Some are named after famous artists – Lennon and Hemingway, for example – but now there’s also a Spinoza wine and the next one, Dunia reveals, might very well be called Labyrinth.

“One of the amazing things about wine is that it’s not just a product that you meet on the shelf. It has a lot to do with people, also in the sense that the wine’s character is influenced by the person who made it. If you’d give the same grapes to 10 different winemakers, you’d get 10 different wines,” says Dunia.

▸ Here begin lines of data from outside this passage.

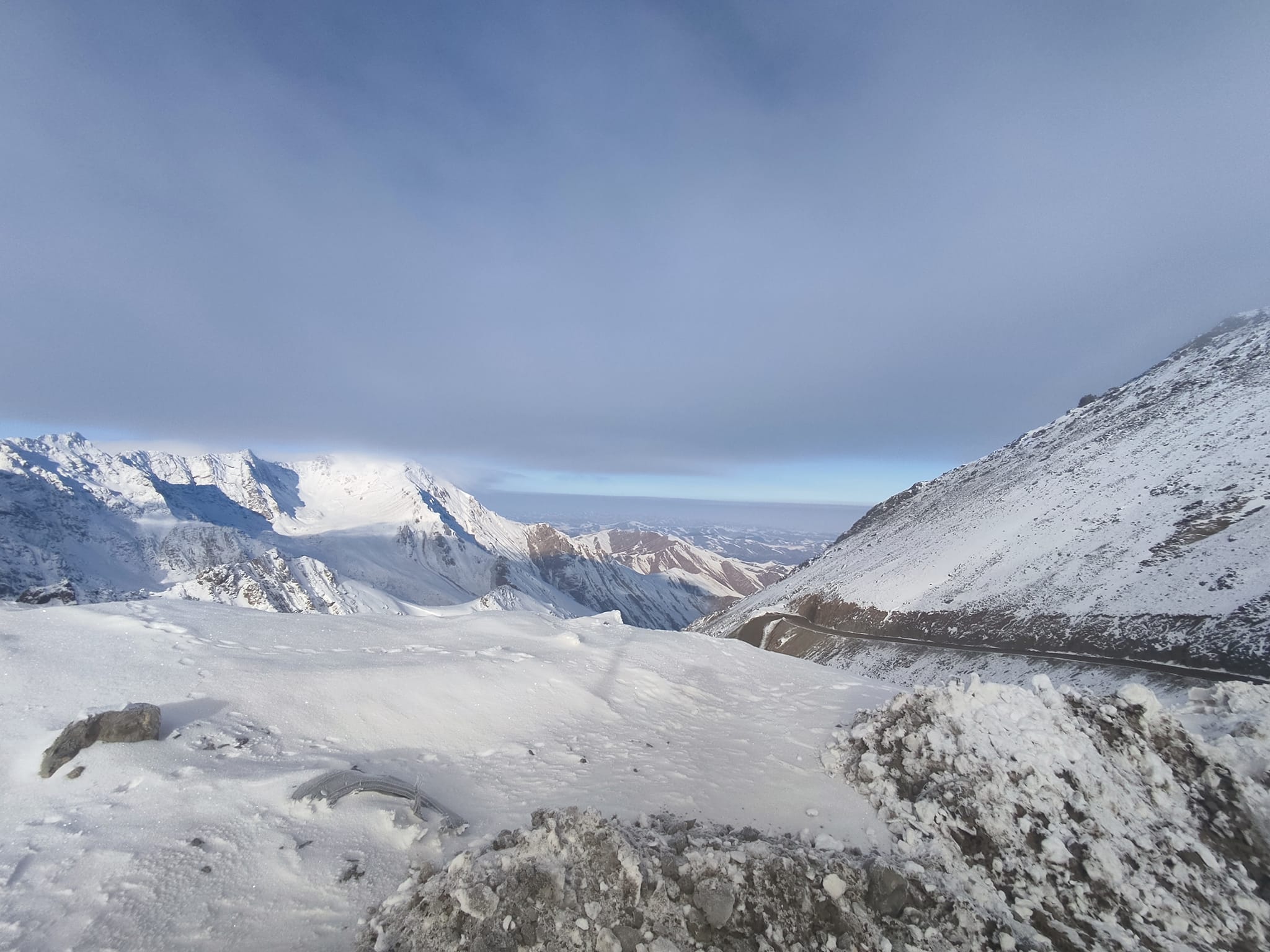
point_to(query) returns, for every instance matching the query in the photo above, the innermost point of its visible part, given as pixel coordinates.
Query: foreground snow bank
(575, 880)
(1081, 824)
(192, 843)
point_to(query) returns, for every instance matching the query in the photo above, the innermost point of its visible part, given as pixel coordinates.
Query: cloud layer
(620, 238)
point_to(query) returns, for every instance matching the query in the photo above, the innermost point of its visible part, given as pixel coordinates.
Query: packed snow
(192, 842)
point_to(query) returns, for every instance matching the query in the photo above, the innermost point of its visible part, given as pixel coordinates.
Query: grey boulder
(716, 897)
(134, 723)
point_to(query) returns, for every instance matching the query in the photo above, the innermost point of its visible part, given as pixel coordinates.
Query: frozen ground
(192, 842)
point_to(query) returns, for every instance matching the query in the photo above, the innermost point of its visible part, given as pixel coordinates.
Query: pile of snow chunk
(579, 881)
(1085, 824)
(1235, 718)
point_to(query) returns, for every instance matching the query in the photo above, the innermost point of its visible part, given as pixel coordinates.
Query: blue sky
(745, 250)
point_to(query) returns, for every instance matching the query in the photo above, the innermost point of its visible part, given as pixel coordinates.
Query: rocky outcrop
(575, 880)
(130, 725)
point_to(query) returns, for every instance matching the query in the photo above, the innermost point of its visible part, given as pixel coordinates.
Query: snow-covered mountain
(332, 535)
(1134, 526)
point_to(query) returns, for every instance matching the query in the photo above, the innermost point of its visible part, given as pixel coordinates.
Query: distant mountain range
(1134, 527)
(332, 535)
(758, 532)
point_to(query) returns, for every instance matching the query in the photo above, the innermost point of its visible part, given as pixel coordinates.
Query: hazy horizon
(703, 250)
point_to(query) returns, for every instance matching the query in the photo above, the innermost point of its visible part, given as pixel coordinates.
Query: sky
(781, 252)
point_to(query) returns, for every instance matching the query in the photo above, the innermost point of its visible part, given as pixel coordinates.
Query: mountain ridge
(1133, 526)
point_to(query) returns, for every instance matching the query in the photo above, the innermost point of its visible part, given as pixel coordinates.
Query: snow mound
(578, 881)
(1235, 718)
(1085, 824)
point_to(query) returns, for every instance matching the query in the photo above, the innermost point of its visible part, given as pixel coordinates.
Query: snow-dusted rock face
(1134, 526)
(333, 535)
(1077, 823)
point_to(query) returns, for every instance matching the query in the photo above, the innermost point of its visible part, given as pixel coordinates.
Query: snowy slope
(1134, 526)
(333, 535)
(192, 842)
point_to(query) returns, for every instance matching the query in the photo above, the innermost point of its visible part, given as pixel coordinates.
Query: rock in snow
(575, 880)
(1080, 823)
(133, 724)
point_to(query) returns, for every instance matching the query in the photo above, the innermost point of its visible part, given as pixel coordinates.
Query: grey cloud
(659, 238)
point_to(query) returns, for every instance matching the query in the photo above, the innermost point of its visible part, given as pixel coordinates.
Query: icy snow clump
(1077, 823)
(579, 881)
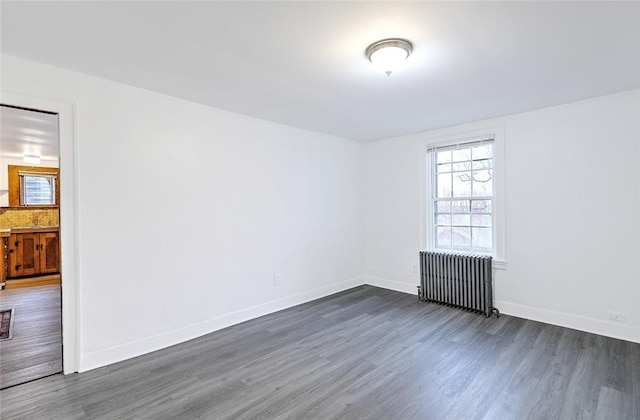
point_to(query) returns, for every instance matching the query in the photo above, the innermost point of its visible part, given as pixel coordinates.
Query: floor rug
(6, 324)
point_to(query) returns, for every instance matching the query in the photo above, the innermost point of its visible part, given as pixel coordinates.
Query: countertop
(33, 229)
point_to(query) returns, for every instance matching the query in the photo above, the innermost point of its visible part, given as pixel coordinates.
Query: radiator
(458, 280)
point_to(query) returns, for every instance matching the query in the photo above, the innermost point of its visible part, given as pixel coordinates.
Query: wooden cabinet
(4, 255)
(33, 253)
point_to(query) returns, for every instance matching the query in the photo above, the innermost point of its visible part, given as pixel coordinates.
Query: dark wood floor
(36, 347)
(365, 353)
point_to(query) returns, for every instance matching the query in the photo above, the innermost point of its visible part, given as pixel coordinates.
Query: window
(33, 186)
(37, 189)
(462, 196)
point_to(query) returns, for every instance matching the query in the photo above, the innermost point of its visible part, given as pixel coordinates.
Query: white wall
(186, 212)
(572, 213)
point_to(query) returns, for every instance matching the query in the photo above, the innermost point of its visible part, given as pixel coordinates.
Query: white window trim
(499, 208)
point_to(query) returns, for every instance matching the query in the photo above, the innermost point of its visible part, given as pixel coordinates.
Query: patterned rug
(6, 324)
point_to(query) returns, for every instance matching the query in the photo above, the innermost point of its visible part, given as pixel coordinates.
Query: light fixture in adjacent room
(389, 54)
(32, 159)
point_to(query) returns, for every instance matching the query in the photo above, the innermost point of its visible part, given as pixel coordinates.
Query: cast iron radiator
(459, 280)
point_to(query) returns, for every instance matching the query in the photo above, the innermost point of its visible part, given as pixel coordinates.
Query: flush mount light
(389, 54)
(31, 159)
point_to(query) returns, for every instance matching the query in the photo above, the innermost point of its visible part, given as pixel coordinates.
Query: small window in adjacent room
(462, 197)
(37, 189)
(33, 186)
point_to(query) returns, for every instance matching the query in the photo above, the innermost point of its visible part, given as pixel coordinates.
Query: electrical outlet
(617, 317)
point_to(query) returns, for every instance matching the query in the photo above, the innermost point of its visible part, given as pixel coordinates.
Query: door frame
(69, 231)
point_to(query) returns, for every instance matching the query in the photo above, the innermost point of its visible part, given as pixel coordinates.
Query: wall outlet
(617, 317)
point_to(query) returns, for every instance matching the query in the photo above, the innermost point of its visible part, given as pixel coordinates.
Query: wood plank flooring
(366, 353)
(35, 350)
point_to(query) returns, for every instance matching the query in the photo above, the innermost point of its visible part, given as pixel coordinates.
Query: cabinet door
(23, 254)
(49, 253)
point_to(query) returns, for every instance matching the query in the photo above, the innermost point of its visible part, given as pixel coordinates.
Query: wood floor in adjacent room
(35, 350)
(366, 353)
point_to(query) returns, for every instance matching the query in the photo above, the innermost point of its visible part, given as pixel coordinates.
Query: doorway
(30, 295)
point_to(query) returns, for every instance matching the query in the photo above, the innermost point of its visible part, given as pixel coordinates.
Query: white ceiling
(303, 64)
(24, 132)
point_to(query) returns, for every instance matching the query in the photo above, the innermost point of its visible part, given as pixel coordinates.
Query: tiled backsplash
(25, 217)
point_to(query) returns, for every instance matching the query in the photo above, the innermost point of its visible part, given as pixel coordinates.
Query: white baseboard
(576, 322)
(149, 344)
(596, 326)
(392, 285)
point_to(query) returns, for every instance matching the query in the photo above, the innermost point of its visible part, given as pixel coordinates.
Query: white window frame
(498, 209)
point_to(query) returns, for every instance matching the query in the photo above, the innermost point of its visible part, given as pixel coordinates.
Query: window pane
(461, 155)
(482, 152)
(461, 237)
(482, 238)
(481, 220)
(443, 157)
(460, 206)
(481, 206)
(462, 184)
(444, 167)
(461, 220)
(482, 183)
(462, 166)
(443, 206)
(482, 164)
(38, 190)
(443, 237)
(443, 219)
(444, 185)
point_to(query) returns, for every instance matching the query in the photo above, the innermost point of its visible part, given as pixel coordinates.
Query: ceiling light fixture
(389, 54)
(33, 159)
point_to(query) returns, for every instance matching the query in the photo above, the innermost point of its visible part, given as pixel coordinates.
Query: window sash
(473, 241)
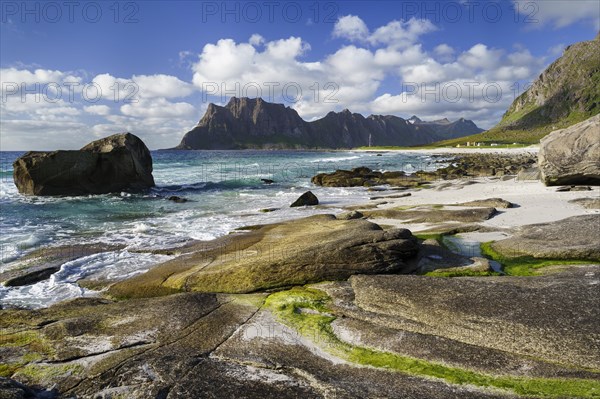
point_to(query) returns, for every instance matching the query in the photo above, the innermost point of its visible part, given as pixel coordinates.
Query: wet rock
(350, 215)
(301, 251)
(429, 214)
(178, 200)
(573, 188)
(112, 164)
(364, 177)
(306, 199)
(570, 155)
(489, 202)
(525, 174)
(588, 203)
(390, 196)
(11, 389)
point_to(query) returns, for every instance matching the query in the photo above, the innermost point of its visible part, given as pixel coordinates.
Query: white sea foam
(62, 285)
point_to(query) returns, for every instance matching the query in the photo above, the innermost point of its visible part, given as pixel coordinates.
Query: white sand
(535, 202)
(461, 150)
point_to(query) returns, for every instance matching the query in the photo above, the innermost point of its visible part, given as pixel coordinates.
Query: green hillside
(567, 92)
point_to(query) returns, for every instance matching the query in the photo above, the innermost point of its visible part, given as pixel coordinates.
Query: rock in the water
(430, 214)
(296, 252)
(588, 203)
(350, 215)
(489, 202)
(178, 200)
(364, 176)
(112, 164)
(573, 188)
(572, 155)
(532, 173)
(308, 198)
(571, 238)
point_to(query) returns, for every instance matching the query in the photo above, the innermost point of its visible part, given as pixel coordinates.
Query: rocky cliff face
(255, 123)
(567, 92)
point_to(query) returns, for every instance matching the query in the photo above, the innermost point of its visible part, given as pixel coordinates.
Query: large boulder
(306, 199)
(112, 164)
(572, 155)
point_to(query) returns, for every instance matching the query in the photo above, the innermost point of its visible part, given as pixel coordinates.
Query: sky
(75, 71)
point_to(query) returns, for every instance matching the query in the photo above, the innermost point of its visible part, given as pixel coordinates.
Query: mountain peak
(255, 123)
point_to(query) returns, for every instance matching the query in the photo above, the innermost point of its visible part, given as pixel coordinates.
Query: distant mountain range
(246, 123)
(566, 93)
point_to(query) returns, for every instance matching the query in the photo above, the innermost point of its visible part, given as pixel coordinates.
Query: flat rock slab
(552, 318)
(429, 214)
(297, 252)
(572, 238)
(489, 202)
(588, 203)
(570, 155)
(136, 349)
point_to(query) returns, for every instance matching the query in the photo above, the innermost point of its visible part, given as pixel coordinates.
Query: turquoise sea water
(224, 192)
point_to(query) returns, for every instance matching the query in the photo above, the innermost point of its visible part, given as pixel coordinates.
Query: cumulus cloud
(102, 110)
(383, 71)
(559, 13)
(158, 108)
(351, 27)
(41, 114)
(395, 33)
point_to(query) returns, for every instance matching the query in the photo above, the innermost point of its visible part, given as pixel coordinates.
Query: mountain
(254, 123)
(444, 129)
(566, 93)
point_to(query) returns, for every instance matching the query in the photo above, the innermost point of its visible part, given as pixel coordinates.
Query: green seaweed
(525, 265)
(288, 307)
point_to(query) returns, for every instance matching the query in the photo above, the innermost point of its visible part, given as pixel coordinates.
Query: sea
(224, 192)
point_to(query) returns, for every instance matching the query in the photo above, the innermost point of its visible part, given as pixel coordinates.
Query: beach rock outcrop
(306, 199)
(296, 252)
(363, 176)
(570, 238)
(572, 155)
(112, 164)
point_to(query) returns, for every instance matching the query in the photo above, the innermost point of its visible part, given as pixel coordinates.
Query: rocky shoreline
(373, 302)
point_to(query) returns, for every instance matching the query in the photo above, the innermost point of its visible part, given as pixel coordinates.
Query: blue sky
(152, 67)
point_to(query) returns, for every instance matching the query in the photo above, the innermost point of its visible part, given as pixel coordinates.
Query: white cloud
(444, 52)
(351, 27)
(158, 108)
(557, 50)
(256, 40)
(160, 85)
(369, 75)
(102, 110)
(395, 33)
(558, 13)
(401, 33)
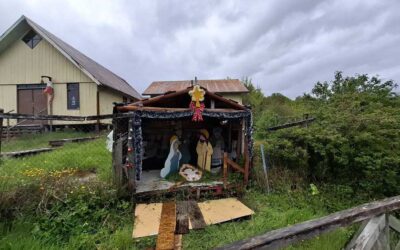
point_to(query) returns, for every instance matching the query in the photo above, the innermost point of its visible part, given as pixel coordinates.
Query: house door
(32, 101)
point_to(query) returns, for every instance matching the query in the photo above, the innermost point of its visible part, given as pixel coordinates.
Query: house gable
(20, 64)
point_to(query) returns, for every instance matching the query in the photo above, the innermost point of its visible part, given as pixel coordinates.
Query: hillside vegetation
(349, 155)
(354, 142)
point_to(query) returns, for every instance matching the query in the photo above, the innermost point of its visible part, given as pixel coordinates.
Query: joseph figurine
(204, 151)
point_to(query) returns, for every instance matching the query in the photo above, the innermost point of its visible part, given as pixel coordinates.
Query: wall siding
(234, 97)
(21, 64)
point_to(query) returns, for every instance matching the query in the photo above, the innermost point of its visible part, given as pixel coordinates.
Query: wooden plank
(178, 242)
(58, 117)
(147, 219)
(246, 161)
(397, 247)
(166, 231)
(356, 235)
(195, 215)
(285, 236)
(291, 124)
(369, 236)
(117, 161)
(147, 216)
(131, 168)
(182, 218)
(26, 152)
(56, 143)
(162, 109)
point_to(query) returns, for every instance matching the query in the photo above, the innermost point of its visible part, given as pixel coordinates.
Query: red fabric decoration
(197, 115)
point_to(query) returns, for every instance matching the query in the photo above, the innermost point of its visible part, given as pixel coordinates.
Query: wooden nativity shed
(142, 131)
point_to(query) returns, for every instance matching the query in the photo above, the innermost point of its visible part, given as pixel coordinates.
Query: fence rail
(283, 237)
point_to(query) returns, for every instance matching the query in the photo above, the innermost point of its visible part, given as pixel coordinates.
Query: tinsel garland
(137, 117)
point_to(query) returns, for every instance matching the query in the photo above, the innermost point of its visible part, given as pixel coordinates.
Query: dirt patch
(85, 175)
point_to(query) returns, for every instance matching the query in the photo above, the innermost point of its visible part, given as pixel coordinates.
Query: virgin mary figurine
(172, 163)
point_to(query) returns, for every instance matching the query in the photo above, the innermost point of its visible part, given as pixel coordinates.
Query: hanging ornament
(197, 105)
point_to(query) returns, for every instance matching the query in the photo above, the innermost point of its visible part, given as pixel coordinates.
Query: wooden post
(8, 129)
(97, 126)
(1, 128)
(225, 178)
(117, 156)
(246, 160)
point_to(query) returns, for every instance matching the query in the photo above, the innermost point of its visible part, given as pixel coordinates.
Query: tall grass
(79, 156)
(32, 141)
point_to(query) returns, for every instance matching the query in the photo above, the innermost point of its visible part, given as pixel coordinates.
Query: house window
(73, 95)
(32, 39)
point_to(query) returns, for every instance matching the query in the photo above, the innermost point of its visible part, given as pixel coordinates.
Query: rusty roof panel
(215, 86)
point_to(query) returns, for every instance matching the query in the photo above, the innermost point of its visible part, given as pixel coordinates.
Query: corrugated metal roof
(215, 86)
(94, 70)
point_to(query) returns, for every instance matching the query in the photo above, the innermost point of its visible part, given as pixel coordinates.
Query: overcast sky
(283, 46)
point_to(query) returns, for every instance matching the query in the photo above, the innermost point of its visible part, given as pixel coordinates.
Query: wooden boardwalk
(374, 236)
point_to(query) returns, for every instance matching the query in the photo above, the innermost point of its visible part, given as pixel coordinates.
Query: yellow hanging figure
(204, 151)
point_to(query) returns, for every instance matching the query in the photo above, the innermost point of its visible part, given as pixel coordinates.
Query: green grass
(83, 156)
(38, 140)
(276, 210)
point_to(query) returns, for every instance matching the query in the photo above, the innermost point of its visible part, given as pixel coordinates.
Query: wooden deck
(26, 152)
(151, 183)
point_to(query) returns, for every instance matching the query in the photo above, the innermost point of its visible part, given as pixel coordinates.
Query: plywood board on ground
(147, 216)
(147, 219)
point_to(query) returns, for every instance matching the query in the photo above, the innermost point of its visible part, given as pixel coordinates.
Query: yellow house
(232, 89)
(30, 54)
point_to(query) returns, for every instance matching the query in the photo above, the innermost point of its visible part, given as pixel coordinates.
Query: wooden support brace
(1, 127)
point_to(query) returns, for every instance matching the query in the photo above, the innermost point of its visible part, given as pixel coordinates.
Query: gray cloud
(284, 46)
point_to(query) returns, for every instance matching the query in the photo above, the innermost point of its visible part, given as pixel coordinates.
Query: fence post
(225, 169)
(1, 128)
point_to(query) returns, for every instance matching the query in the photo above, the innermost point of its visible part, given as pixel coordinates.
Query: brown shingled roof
(95, 71)
(215, 86)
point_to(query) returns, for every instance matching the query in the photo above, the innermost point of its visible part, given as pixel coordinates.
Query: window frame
(73, 86)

“I think that the common denominator of everyone who works here is dedication to the quality of the work and the end product. Our energy, both physical and mental, goes into each bottle. Whoever ends up buying that bottle inserts our energy into their body,” he says.

“On a philosophical level, it’s an act of love.”

Wine is like music

Dunia is no fan of labels on the back of the bottle describing the wine in a flowery way.

“I don’t get what they’re talking about and whether something is wrong when I can’t feel a whiff of cocoa. To me, it’s like music – a happy wine, a serious wine, a joyous wine. The grapes are like the notes. We get the grapes, these are the notes, and we need to play them and turn them into music.”

A musical metaphor is also the way winemaker Ben Chelouche chooses to describe what he best enjoys about his job.

“We have all kinds of tasks that we do. And when everything works and you get what you were aiming for, there’s a sense of satisfaction,” he says. “There’s a lot that we don’t know and all kinds of wild cards – yeast, bacteria, tannins – and conducting this choir is something truly special.”

Dunia particularly enjoys the feedback from the audience.

“The winery is in existence for 23 years because of a nucleus of good and loyal customers who love our wine,” he notes. “Without them we wouldn’t be here.”

He especially enjoys getting telephone calls, emails or WhatsApp messages from customers, “who on Friday night opened a Seahorse bottle and said it was amazing. To make people happy is not a bad job at all.”